Junto dessas possibilidades de combinações vem o problema do gerenciamento... são tantas opções que você as vezes fica perdido ou simplesmente fica com preguiça de gerenciar tudo, por exemplo, ao subir de nível você terá que gerenciar seus 3 personagens e o Devorador, aprimorar as habilidades, talentos e atributos de cada um. No começo, quando você controla só um ou dois personagens é bem tranquilo, mas depois que o sistema se mostra pouquíssimo usual, faltando um pouco capricho na hora de elaborar esse sistema, talvez se ele fosse mais simples (ou com menos opções) a experiência fosse melhor.

Fora a questão do combate dinâmico possibilitado pela alternância entre mundos, contendo os famigerados quebra-cabeças, que funcionam muito bem de maneira geral e usam de forma interessante a mesma mecânica de transição, entretanto, não espere por algo inesquecível, principalmente porque a grande maioria deles não oferece um real desafio metal.

Outro problema da jogabilidade é a movimentação e a resposta dos controles, faltou polimento em relação a execução dos comandos de ataque. Por exemplo, ao clicarmos para realizar uma ação como acionar uma alavanca ou atacar um inimigo nosso personagem as vezes obedece de maneira errada e acaba executando uma outra ação, como por exemplo andar em uma direção contrária. Mesmo jogando com um controle esses problemas são comuns, e certas vezes até irritantes.

Os gráficos são muito bonitos e ajudam na imersão, é perceptível que detalhes não foram poupados, cada mundo possui suas semelhanças e diferenças, mas tudo muito bem caprichado.

A parte técnica do jogo também é satisfatória, mesmo com os bugs recorrentes. Há alguns problemas gráficos como objetos não renderizando ou brotando na tela do nada, problemas relacionados a animações e cutscenes não executando, além de outros problemas bizarros como este. Mas devo salientar que nenhum desses problemas citados comprometeu a minha experiência ao longo da campanha, na verdade, presenciar alguns desses bugs foi bem engraçado.
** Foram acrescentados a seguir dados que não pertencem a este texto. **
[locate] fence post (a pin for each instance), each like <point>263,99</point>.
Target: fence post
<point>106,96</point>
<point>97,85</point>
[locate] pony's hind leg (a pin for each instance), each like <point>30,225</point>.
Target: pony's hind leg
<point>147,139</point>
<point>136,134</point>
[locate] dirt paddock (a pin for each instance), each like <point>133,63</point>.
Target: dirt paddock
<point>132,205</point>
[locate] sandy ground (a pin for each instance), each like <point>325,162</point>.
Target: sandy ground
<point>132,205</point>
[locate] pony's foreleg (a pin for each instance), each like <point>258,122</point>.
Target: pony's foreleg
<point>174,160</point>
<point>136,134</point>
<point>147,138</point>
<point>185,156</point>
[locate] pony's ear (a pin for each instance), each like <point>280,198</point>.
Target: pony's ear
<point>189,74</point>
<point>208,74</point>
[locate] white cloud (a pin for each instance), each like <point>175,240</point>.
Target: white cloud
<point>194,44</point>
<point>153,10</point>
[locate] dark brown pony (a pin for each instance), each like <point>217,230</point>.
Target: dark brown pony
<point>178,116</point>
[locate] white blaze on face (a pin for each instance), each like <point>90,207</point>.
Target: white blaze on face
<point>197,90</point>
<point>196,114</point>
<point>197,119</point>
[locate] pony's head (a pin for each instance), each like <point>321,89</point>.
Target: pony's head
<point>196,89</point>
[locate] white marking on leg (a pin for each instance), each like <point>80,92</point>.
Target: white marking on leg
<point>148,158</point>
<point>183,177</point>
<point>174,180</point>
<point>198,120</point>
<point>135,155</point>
A dublagem é boa e conta com vozes como a do famoso Tom Baker (Doctor Who), mas infelizmente não posso dizer o mesmo da trilha sonora, que serve como um péssimo coadjuvante e as vezes se mostra ausente em comparação com outros jogos do mesmo gênero. Meio dispensável.

Por mais que o jogo seja bem trabalhado na parte do enredo e jogabilidade, ele ainda carece de coisas extremamente simples que podem ser corrigidos em uma atualização no futuro, como por exemplo a falta de uma opção para se alterar a dificuldade escolhida no começo da jornada ou um esquema de controles melhor.
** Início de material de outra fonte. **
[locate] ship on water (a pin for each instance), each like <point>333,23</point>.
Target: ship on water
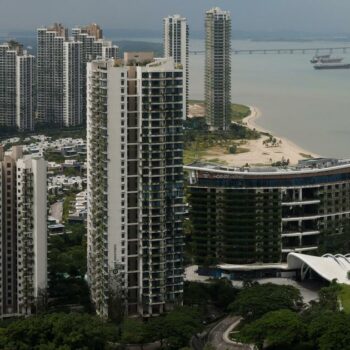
<point>319,66</point>
<point>326,59</point>
<point>317,58</point>
<point>328,62</point>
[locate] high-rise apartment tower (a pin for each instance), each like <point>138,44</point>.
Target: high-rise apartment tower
<point>135,184</point>
<point>16,87</point>
<point>93,47</point>
<point>218,69</point>
<point>175,42</point>
<point>23,234</point>
<point>61,71</point>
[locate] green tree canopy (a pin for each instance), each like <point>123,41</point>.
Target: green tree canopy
<point>58,331</point>
<point>276,328</point>
<point>256,300</point>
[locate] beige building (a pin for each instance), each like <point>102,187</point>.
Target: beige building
<point>23,247</point>
<point>135,184</point>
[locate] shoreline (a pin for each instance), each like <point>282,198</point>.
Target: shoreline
<point>267,150</point>
<point>250,122</point>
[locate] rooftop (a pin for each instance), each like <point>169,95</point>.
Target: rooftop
<point>309,165</point>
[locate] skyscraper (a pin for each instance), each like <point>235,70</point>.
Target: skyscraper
<point>16,87</point>
<point>93,46</point>
<point>50,69</point>
<point>218,69</point>
<point>72,83</point>
<point>135,184</point>
<point>23,232</point>
<point>61,71</point>
<point>175,42</point>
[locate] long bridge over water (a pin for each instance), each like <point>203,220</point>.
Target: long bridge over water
<point>314,50</point>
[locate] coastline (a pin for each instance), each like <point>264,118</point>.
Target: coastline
<point>251,122</point>
<point>267,150</point>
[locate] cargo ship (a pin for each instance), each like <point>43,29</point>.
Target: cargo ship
<point>332,66</point>
<point>326,59</point>
<point>316,59</point>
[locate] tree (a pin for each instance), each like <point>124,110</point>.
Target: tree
<point>255,301</point>
<point>157,329</point>
<point>134,331</point>
<point>58,331</point>
<point>180,325</point>
<point>329,296</point>
<point>336,336</point>
<point>276,328</point>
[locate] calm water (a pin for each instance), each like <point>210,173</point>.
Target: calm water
<point>311,108</point>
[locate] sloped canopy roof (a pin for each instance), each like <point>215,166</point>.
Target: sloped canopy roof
<point>328,266</point>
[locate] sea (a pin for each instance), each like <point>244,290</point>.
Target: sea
<point>309,107</point>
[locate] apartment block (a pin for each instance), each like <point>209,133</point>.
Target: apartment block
<point>23,214</point>
<point>16,87</point>
<point>93,47</point>
<point>243,216</point>
<point>50,74</point>
<point>135,184</point>
<point>218,69</point>
<point>176,46</point>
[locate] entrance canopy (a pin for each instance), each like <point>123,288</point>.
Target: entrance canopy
<point>328,266</point>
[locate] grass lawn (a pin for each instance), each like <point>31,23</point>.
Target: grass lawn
<point>345,297</point>
<point>239,112</point>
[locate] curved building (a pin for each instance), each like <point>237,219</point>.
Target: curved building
<point>260,215</point>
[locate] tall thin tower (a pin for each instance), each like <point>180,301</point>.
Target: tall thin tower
<point>23,220</point>
<point>218,69</point>
<point>16,87</point>
<point>175,42</point>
Infelizmente o jogo não conta com localização para Português do Brasil, o que pode deixar quem não entende Inglês de fora e fazer com que esses jogadores percam um dos principais elementos do jogo, mas gostaria de deixar um convite para quem quiser ajudar na localização feita por fãs no site da Tribo Gamer.

Conclusão: O grosso de Shadows: Awakening está na sua jogabilidade dinâmica e enredo rico em detalhes, duas das principais características de todo ARPG, seu preço atual (R$79,00) é alto, mas o fator replay compensa. Os problemas são mínimos e não devem prejudicar sua experiência como jogador, tornando-o uma recomendação fácil mesmo para quem nunca teve experiência com esse estilo de jogo, agradando principalmente quem busca por algo desafiador, mas também podendo agradar jogadores mais casuais, pois a diferença entre suas dificuldades é gritante.